Soerens noted that the order not to increase the number of refugees accepted to the US came a week after a poll found that refugee resettlement was less popular than everything else on Biden’s immediate agenda. For decades, support for refugee resettlement was mostly bipartisan and received especially strong support from evangelicals. In recent years, the topic has become more politically divisive, and many conservatives reject the idea that America should welcome any foreigners, even those fleeing oppression.

A 2018 poll showed only a quarter of white evangelicals believe the US has a responsibility to resettle refugees. That minority of evangelicals is well organized, though, and willing to speak up loudly.

“We have to maintain a consistent witness for what's right and for human dignity—which means it really doesn’t matter where any herd of politicians goes,” ERLC president Russell Moore told CT. “We have to be the people reminding ourselves and the outside world of the image of God in human beings, whether people want to hear that or not. That applies to unborn children and to Somali refugees. It applies to elderly people and the disabled. It applies to everybody.”

Evangelical advocates for refugees also see the US program as a way to help the persecuted church around the world. World Relief noted that under Trump, the number of Christian refugees who came to the US from the 50 countries on Open Doors USA’s World Watch List dropped from more than 18,000 in 2015 to fewer than 1,000 in 2020.

“A sensible immigration policy must start with those groups which are targeted and whose lives are in danger because they are a religious minority within their home country,” said David Curry, CEO of Open Doors USA. “Prioritizing the most endangered communities within immigration policy should be common sense, but has too often been overlooked.”

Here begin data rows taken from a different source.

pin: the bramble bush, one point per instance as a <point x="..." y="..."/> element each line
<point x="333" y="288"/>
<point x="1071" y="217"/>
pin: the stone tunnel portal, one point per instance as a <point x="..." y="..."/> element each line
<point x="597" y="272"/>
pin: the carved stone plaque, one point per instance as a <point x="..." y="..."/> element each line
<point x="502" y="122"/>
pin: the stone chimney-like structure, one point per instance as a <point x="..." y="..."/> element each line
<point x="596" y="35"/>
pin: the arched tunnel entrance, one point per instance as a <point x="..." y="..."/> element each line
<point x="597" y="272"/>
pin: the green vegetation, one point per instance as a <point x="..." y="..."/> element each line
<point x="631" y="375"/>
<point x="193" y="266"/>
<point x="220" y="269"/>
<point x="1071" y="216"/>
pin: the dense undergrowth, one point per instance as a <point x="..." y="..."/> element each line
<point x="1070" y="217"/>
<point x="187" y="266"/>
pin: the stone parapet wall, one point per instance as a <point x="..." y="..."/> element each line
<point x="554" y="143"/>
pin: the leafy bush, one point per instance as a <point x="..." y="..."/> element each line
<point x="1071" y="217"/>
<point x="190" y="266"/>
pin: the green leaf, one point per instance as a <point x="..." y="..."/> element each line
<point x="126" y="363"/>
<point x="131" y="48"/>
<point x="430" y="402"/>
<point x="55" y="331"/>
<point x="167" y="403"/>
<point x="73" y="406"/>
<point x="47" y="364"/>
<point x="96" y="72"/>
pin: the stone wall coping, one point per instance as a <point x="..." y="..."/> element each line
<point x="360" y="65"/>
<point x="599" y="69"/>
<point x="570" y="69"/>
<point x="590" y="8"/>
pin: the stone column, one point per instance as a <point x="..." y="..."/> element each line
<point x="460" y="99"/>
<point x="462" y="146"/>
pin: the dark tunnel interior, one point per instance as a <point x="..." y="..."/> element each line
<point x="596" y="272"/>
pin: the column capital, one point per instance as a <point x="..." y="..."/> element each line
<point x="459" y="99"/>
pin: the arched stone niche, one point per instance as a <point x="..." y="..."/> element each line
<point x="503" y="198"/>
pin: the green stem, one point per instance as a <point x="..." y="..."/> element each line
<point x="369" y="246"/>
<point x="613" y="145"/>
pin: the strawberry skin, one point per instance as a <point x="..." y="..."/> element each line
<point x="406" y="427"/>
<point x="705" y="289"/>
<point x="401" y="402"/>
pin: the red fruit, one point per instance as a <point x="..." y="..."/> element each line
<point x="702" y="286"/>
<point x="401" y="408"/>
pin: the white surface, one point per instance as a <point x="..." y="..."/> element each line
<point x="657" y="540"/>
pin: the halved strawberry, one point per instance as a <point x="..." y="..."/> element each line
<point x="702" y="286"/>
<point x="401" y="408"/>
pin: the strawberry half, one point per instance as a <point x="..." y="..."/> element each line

US Commission on International Religious Freedom vice chair Tony Perkins said that accepting refugees from religious persecution is one way the nation demonstrates its commitment to religious freedom. The US, he said in a statement, should be a safe haven for persecuted people from all over the world.

Biden’s flip-flop on refugees, however discouraging to advocates, did create an opportunity for Christians to speak up for human dignity. While leaders wait to see if Biden will follow through with his promise in May, they say last week’s temporary victory was still important.

“It feels like we're in a consequential moment,” said Walter Kim, president of the NAE, “which is challenging, but it's also a beautiful opportunity that, if the church could step into it, will really speak to the vitality of the gospel and what Jesus offers to this next generation in the decades to come.”